In 1954, Morgan gave birth to her first child, Ross. She was a single mother until 1956, when she met her partner with whom she had three children, Monica, Bernard and Denis. The family moved to Moama in New South Wales, but after separation, she took the children to Melbourne in 1971. Here she started to work with the Aborigines Advancement League (AAL) as Matron of Gladys Michell Youth Hostel.

== Activism and achievements ==
In early 1970s Hoffman co-founded an Aboriginal women's refuge in Melbourne, "The Elizabeth Hoffman House". In 1972, she also co-founded the Yorta Yorta Tribal Council, placing a claim over traditional lands. The same year she along with her sister Merle established the Victorian Aboriginal Legal Service in Fitzroy, and co-founded the Victorian Aboriginal Health Service along with Alma Thorpe, Bruce McGuinness, and others.

In 1973, Hoffman became a chairperson of the Aborigines Advancement League and the same year she started as a Board Member and actor in the Nindathanan Theatre. In 1974, Hoffman and Eric (Joe) McGuinness co-founded the Aboriginal Housing Cooperative, (Note: Not to be confused with the Aboriginal Housing Company in Redfern, Sydney.) with Hoffman as chairperson.

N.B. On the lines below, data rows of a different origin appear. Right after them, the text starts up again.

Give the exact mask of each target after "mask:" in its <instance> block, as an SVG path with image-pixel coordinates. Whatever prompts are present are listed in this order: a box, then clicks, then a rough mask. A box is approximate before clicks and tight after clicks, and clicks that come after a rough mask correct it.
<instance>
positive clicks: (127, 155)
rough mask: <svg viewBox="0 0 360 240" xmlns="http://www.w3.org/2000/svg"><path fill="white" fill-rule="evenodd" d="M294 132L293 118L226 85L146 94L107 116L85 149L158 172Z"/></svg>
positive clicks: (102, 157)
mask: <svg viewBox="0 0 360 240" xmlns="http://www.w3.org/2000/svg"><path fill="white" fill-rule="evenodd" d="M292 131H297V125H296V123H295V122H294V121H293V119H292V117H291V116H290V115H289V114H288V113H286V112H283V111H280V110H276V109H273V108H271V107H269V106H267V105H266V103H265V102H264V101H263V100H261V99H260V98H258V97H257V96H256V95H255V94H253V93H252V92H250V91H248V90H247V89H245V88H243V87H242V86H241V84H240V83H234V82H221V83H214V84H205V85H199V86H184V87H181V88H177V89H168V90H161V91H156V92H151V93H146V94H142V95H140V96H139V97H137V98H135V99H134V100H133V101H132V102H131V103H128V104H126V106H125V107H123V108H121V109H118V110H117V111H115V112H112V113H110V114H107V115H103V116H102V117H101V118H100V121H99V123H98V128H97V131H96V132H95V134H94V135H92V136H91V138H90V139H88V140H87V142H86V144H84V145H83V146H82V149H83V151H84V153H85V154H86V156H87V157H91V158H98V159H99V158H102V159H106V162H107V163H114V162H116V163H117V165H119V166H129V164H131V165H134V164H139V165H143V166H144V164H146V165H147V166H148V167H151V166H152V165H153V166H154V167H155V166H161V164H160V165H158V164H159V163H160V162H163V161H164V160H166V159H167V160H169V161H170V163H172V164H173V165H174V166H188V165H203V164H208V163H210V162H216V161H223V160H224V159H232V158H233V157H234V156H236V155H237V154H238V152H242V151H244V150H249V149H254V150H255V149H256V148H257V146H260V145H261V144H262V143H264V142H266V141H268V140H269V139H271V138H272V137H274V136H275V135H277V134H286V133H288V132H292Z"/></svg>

From 1975 to 1983, Hoffman was a salaried director of the Aborigines Advancement League, becoming the longest serving director of the AAL. During this time, she oversaw the AAL building appeal that resulted in relocation of the premises from Westgarth to Thornbury. In 1977–1978 Hoffman became the inaugural chairperson of the Victorian Aboriginal Child Care Agency (VACCA).

From the late 1970s until 1985, Hoffman was a commissioner with the Aboriginal Development Commission.

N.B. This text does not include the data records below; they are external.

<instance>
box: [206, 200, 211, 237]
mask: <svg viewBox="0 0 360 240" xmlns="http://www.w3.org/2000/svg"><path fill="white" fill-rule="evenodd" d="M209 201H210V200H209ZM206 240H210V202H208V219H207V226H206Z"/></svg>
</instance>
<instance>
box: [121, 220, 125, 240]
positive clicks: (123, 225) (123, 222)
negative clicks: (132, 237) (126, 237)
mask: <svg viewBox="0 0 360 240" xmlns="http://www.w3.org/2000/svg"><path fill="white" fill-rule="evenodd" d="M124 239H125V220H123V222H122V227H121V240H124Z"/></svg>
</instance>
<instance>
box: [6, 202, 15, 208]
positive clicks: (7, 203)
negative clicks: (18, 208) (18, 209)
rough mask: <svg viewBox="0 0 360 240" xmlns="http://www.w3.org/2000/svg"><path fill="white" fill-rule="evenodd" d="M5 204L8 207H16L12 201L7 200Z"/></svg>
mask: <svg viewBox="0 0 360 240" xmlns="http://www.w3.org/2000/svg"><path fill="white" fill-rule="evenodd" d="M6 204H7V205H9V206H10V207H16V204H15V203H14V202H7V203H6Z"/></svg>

In 1982, Elizabeth Hoffman House became incorporated. In 1983, Hoffman returned to Cummeragunja and became a founding member of the Cummeragunja Housing and Development Corporation. In 1985, she became a founding member of the Yorta Yorta Local Aboriginal Land Council and the Housing Co-operative and the same year she was elected as the second Yorta Yorta Representative on the NSW Aboriginal Land Council. Helping to establish the Yorta Yorta Murray Goulburn Rivers Clans Group, Hoffman became its inaugural chairperson in 1993–1998. In 1998, she became an Elder of the Yorta Yorta Nation Aboriginal Corporation.

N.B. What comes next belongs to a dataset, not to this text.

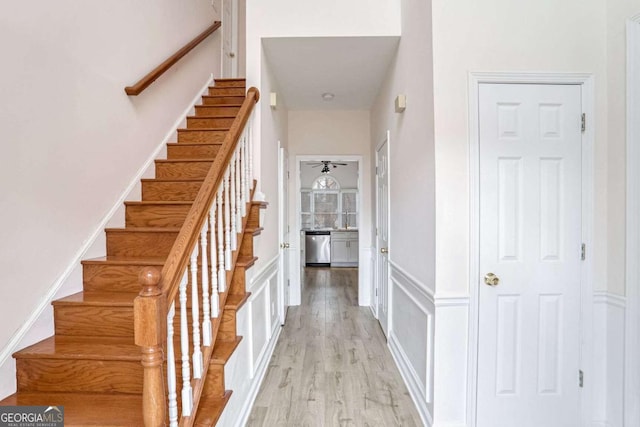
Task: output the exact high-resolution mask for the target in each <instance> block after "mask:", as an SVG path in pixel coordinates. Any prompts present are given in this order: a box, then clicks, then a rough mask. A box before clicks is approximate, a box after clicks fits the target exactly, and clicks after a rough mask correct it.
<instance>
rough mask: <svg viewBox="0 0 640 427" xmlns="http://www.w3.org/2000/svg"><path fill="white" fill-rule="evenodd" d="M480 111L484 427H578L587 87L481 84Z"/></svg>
mask: <svg viewBox="0 0 640 427" xmlns="http://www.w3.org/2000/svg"><path fill="white" fill-rule="evenodd" d="M479 107H480V108H479V124H480V125H479V140H480V259H479V266H480V277H478V282H477V286H479V287H480V290H479V302H480V305H479V333H478V346H479V347H478V389H477V426H478V427H503V426H504V427H513V426H519V427H534V426H535V427H539V426H544V427H566V426H576V425H579V420H580V414H579V404H580V386H579V369H580V314H581V313H580V285H581V284H580V263H581V230H582V226H581V212H582V211H581V188H582V187H581V143H582V142H581V140H582V136H581V111H582V108H581V89H580V86H579V85H551V84H548V85H542V84H480V85H479ZM491 274H493V275H494V276H491ZM485 275H487V279H486V281H485ZM486 282H489V283H490V284H487V283H486ZM492 285H494V286H492Z"/></svg>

A collection of Hoffman's poetry To Our Koori Sons was published in 2009.

Elizabeth Maud Hoffman died on 6 April 2009 in Cummeragunja.

== Awards and honours ==
In 2001 Hoffman was one of the 250 women included in the Victorian Women's Honour Roll.

She was awarded a National NAIDOC Award for Lifetime Achievement in 2006. This award was granted for dedicating life to Aboriginal people, challenging governments and communicating about family violence, child protection practices, land rights, and protecting cultural and environmental heritage.

Hoffman is honoured in the mural Balit Naggt-bul in Melbourne featuring Life Members of Aboriginal Advancement League.